I came across another very complex equation (calculating the Gaussian curvature of a surface):
\begin{align*}\frac{-m}{2}=&(2A^2+A)(Du+k)^3u^{(3+6A+4B)}\\ &+AD(Du+k)^2u^{(6A+4B+4)}\\ &+(2ABD+4DB)u^{(6A+4B+6)}(Du+k)^{(2B+3)}\\ &+(2B^2D^2+BD^2)u^{(6A+4B+7)}(Du+k)^{(2B+2)}\end{align*}
where $A$, $B$, $D$, $k$ and $m$ are constants, the only variable is $u$.
Note that $D$ can not be zero and can not be $-1$, $A$, $B$, $m$ and $k$ can not be zero.
How can I prove that equality is not valid? i.e. that the right term cannot be a constant?
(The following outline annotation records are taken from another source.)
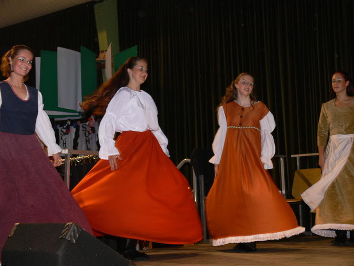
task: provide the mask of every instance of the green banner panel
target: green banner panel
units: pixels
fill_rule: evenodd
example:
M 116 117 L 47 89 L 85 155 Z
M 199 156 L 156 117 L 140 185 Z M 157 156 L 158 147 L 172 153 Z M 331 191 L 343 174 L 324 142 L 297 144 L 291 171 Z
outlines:
M 58 67 L 57 52 L 51 51 L 40 51 L 40 78 L 39 90 L 43 96 L 44 109 L 72 113 L 73 115 L 50 116 L 50 117 L 77 116 L 78 113 L 58 107 Z
M 114 56 L 114 71 L 116 71 L 119 67 L 125 62 L 128 58 L 138 55 L 138 46 L 136 45 L 129 49 L 122 51 Z
M 84 96 L 92 94 L 97 89 L 97 63 L 96 55 L 92 51 L 81 46 L 81 87 L 82 100 Z

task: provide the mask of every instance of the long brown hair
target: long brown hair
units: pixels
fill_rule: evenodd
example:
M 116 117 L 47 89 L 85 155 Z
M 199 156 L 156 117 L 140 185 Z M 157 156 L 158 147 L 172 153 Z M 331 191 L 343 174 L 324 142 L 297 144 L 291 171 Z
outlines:
M 219 106 L 223 106 L 228 102 L 232 102 L 232 101 L 237 99 L 237 89 L 236 89 L 235 85 L 238 83 L 241 78 L 244 75 L 249 75 L 253 78 L 253 75 L 247 72 L 243 72 L 239 74 L 239 75 L 237 76 L 237 78 L 236 78 L 235 80 L 232 81 L 231 84 L 226 88 L 225 94 L 223 96 L 223 98 L 222 98 L 220 104 L 217 106 L 218 108 Z M 253 103 L 257 101 L 257 98 L 253 93 L 253 90 L 249 97 L 251 98 L 251 104 L 253 105 Z
M 23 45 L 18 45 L 13 46 L 11 49 L 4 54 L 3 57 L 1 58 L 0 69 L 1 69 L 1 72 L 4 77 L 10 78 L 11 75 L 11 73 L 14 71 L 11 69 L 11 65 L 10 63 L 9 57 L 11 57 L 13 60 L 22 50 L 27 50 L 29 51 L 32 53 L 33 57 L 34 56 L 33 51 L 28 46 Z M 28 79 L 28 74 L 23 77 L 23 82 L 27 81 Z
M 354 96 L 354 86 L 353 86 L 353 81 L 349 76 L 349 74 L 343 71 L 336 71 L 332 74 L 332 77 L 333 77 L 333 75 L 336 73 L 339 73 L 342 75 L 343 78 L 344 78 L 345 82 L 349 81 L 349 85 L 346 87 L 346 94 L 348 96 Z M 332 81 L 332 79 L 331 79 L 331 80 Z M 333 90 L 333 88 L 332 87 L 332 85 L 331 85 L 331 87 L 329 88 L 329 95 L 331 97 L 331 99 L 333 99 L 337 97 L 337 94 Z
M 80 104 L 82 110 L 97 116 L 103 116 L 117 91 L 129 83 L 127 69 L 132 69 L 140 60 L 143 60 L 147 63 L 147 60 L 143 57 L 133 56 L 128 58 L 112 78 L 101 85 L 92 95 L 85 97 L 85 101 Z

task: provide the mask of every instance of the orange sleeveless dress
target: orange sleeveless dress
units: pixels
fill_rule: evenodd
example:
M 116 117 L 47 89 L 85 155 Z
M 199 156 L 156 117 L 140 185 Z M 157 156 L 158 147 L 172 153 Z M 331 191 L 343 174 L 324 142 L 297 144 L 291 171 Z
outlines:
M 228 126 L 241 128 L 227 129 L 218 174 L 206 199 L 213 245 L 279 239 L 303 232 L 260 160 L 259 121 L 268 108 L 261 102 L 243 107 L 234 101 L 223 107 Z
M 115 145 L 118 169 L 101 160 L 71 192 L 95 235 L 175 244 L 202 239 L 189 184 L 151 131 L 123 132 Z

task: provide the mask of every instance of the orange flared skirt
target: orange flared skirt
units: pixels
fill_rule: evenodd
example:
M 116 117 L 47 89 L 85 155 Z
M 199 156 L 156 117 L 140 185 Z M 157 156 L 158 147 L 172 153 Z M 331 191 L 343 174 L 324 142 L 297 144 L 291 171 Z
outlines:
M 151 131 L 126 131 L 116 141 L 122 160 L 101 160 L 72 191 L 96 236 L 166 244 L 202 238 L 189 184 Z

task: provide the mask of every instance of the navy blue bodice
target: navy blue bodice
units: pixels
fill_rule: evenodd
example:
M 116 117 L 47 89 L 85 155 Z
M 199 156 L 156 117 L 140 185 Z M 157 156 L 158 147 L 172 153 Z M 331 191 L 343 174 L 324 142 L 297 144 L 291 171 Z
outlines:
M 0 131 L 19 135 L 34 134 L 38 115 L 38 91 L 27 86 L 29 97 L 21 99 L 6 82 L 0 82 L 2 104 Z

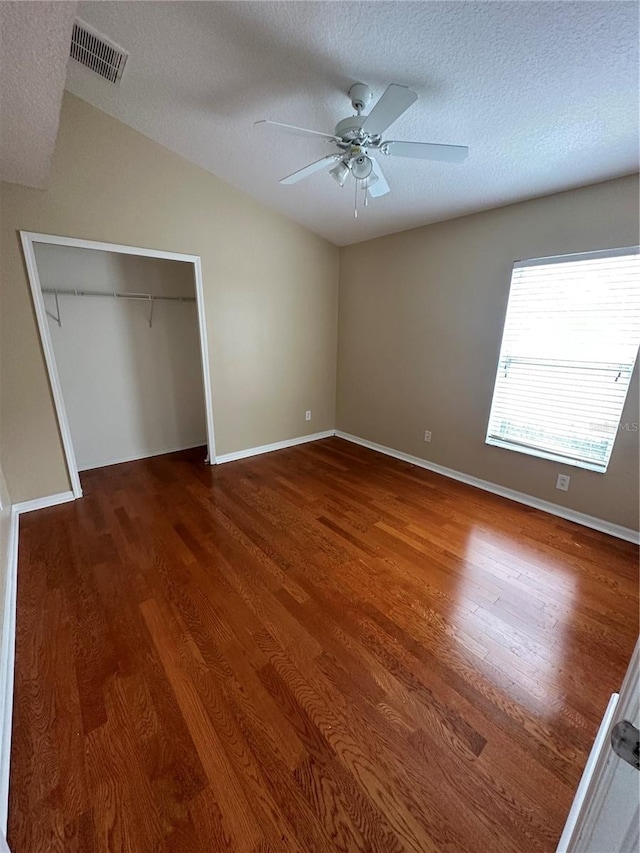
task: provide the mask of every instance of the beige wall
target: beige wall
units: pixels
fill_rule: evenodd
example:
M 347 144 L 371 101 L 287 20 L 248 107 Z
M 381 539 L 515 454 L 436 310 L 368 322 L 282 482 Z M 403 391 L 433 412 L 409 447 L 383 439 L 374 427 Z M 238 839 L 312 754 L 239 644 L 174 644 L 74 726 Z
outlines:
M 201 256 L 218 454 L 333 428 L 334 246 L 68 94 L 48 190 L 3 184 L 0 205 L 0 432 L 14 501 L 69 488 L 19 229 Z
M 342 249 L 338 429 L 637 529 L 637 432 L 620 432 L 606 474 L 484 438 L 513 262 L 635 245 L 638 228 L 629 177 Z M 636 365 L 623 422 L 638 405 Z

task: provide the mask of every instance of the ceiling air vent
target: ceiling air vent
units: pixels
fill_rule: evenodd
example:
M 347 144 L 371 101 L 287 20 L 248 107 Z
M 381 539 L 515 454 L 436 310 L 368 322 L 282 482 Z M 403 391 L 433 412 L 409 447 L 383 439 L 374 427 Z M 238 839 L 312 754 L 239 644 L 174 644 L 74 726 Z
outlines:
M 129 54 L 108 38 L 76 18 L 73 22 L 69 56 L 86 65 L 110 83 L 119 83 Z

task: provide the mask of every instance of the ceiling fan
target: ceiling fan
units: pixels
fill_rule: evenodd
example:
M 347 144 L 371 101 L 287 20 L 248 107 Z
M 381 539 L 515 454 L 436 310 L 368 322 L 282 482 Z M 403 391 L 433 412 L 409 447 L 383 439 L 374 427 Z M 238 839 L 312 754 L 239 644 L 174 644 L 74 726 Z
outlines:
M 437 145 L 432 142 L 382 139 L 385 130 L 418 100 L 416 93 L 407 86 L 391 83 L 368 115 L 363 115 L 363 111 L 372 97 L 369 87 L 364 83 L 355 83 L 349 89 L 348 95 L 356 115 L 339 121 L 334 133 L 320 133 L 279 121 L 263 119 L 255 122 L 255 124 L 269 125 L 286 133 L 323 139 L 339 149 L 282 178 L 281 184 L 296 184 L 313 175 L 314 172 L 332 166 L 329 174 L 341 187 L 345 185 L 349 176 L 355 179 L 356 198 L 358 187 L 360 187 L 365 191 L 366 204 L 369 197 L 377 198 L 390 191 L 380 164 L 373 155 L 461 163 L 469 153 L 465 145 Z

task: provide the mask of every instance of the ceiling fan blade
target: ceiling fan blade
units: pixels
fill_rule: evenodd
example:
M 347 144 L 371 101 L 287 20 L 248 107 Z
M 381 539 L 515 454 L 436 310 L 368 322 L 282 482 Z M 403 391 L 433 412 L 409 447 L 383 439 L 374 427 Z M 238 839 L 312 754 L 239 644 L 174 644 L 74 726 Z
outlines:
M 400 118 L 402 113 L 417 100 L 416 93 L 407 86 L 391 83 L 369 115 L 366 116 L 362 123 L 362 129 L 372 135 L 384 133 L 389 125 Z
M 320 169 L 325 169 L 332 163 L 337 163 L 341 158 L 342 154 L 329 154 L 328 157 L 323 157 L 322 160 L 316 160 L 315 163 L 309 163 L 309 165 L 305 166 L 304 169 L 298 169 L 298 171 L 294 172 L 292 175 L 287 175 L 287 177 L 283 178 L 280 183 L 297 184 L 298 181 L 301 181 L 303 178 L 308 178 L 309 175 L 313 175 L 314 172 L 319 172 Z
M 333 136 L 331 133 L 320 133 L 318 130 L 308 130 L 306 127 L 296 127 L 293 124 L 283 124 L 281 121 L 268 121 L 267 119 L 261 119 L 260 121 L 254 121 L 254 125 L 256 124 L 266 124 L 269 125 L 269 127 L 275 127 L 283 133 L 292 133 L 294 136 L 315 136 L 320 137 L 320 139 L 326 139 L 329 142 L 341 141 L 337 136 Z
M 372 184 L 369 187 L 368 192 L 371 198 L 379 198 L 381 195 L 386 195 L 390 191 L 390 187 L 385 176 L 382 174 L 380 163 L 378 163 L 378 161 L 373 157 L 371 158 L 371 162 L 373 163 L 374 174 L 377 176 L 378 180 L 375 184 Z
M 380 146 L 385 154 L 393 157 L 413 157 L 416 160 L 444 160 L 462 163 L 469 154 L 466 145 L 436 145 L 432 142 L 383 142 Z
My question is related at this How to calculate this Differential Form
Original answer:
Note that the rhs is a polynomial, assuming $A$ and $B$ are nonnegative integers, which I suppose is unspecified. If we wanted to show that this equality cannot hold for functions of $u$, it suffices to show that the leading coefficient of $u$ on the right hand side is nonzero.
Thus let's compute the leading coefficient. The degree of the highest power of $u$ is $6A+6B+9$, so we'll consider the coefficients of these terms.
It comes out to be $(2ABD+4DB)D^{2B+3}+(2B^2D^2+BD^2)D^{2B+2}$. Since $D$ is nonzero, we can divide this by $D^{2B+4}$ without affecting whether or not this is zero, to get the simpler expression $$2AB+4B+2B^2+B=(2A+2B+5)B,$$ and since $B$ is nonzero, this is nonzero if and only if $2A+2B+5$ is.
Since I've assumed $A$ and $B$ are nonnegative anyway, $2A+2B+5 \ge 5 > 0$, so the leading coefficient is nonzero, so the equality fails to hold.
Addressing the comments
The OP has clarified that $A$ and $B$ are not necessarily either integers or positive. That said, a similar approach remains valid, but we must do casework on the signs of $A$ and $B$. Actually, note that the sign of $A$ is irrelevant, since we can factor a $u^{6A}$ out of the entire rhs and what remains doesn't have exponents that depend on $A$.
If $B\ge 0$, and $2A+2B+3\ne 0$ then since the highest exponent on $u$ is $6A+6B+9\ne 0$, we can divide both sides of the equation by $u^{6A+6B+9}$ and take the limit as $u$ goes to infinity to get that if the equality held, we must have $$\lim_{u\to\infty} \frac{-mu^{6A+6B+9}}{2}=(2ABD+4DB)D^{2B+3}+(2B^2D^2+BD^2)D^{2B+2},$$ as before.
If $2A+2B+3 < 0$, the left hand limit is $\infty$, so the equation is never satisfied. On the other hand, if $2A+2B+3 > 0$, the left hand limit is $0$, so we get $2A+2B+5=0$ again, but $2A+2B+5 > 2A+2B+3 > 0$, so this is never satisfied either.
For this case it remains to address what happens when $2A+2B+3=0$, but I'll neglect this more specific case for now.
Incomplete I'll have to think about the other case, when $B\le 0$ later.